An exhibit dedicated to the Hungarian Revolution of 1956 and the reactions it elicited at the time in communist Poland is now open in Warsaw.
Entrance is free.
The exhibit "Hungary 1956. Faces and objects" is dedicated to Polish-Hungarian relations in the context of the Hungarian independence uprising in 1956, which was brutally crushed by Soviet armies. Poland was the only satellite state of the USSR not to immediately condemn the so-called counter-revolution and reports from Hungary by Polish journalists, including Hanna Adamiecka, Marian Bielicki, and Krzysztof Wolicki, regularly appeared in the press and radio.

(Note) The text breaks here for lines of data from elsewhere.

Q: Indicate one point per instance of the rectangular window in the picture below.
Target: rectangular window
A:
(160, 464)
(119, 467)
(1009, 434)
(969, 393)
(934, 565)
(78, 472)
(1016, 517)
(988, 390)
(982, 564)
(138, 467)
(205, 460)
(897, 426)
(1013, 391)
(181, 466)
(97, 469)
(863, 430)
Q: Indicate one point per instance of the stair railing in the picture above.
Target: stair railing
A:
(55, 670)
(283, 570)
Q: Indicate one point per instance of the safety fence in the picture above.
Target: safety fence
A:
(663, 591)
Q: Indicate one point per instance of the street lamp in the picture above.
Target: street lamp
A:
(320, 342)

The exhibit combines a narration of the individuals fates of revolution participants and sample accounts of Poles assisting Hungarians at the time. Items on display will include original photographs, letters, demonstrator armbands and event fragments of bullets, as well as contemporary portraits of witnesses by photographer Örs Csete, presenting, among others, Polish students who joined the Budapest Revolutionary National Guard. The entirety will be closed by a part dedicated to the memory of 1956 in Poland and Hungary; a postscript is the poem by Zbigniew Herbert, "Węgrom".
The exhibit may be viewed at the History Meeting House at ul. Karowa 20 from 12 October to 12 November.
Its organisers are the History Meeting House, the Hungarian Institute of Culture in Warsaw and ENRS.
The opening of the exhibition took place on 12 October. It was attended by the Ambassador of Hungary, Orsolya Zsuzsanna Kovács, and Ákos Engelmayer, journalist, historian and 1956 revolution participant. The official part of the opening was followed by a discussion with historians Reka Kiss, Klaus Ziemmer and Łukasz Kamiński, moderated by János Tischler and Rafał Rogulski.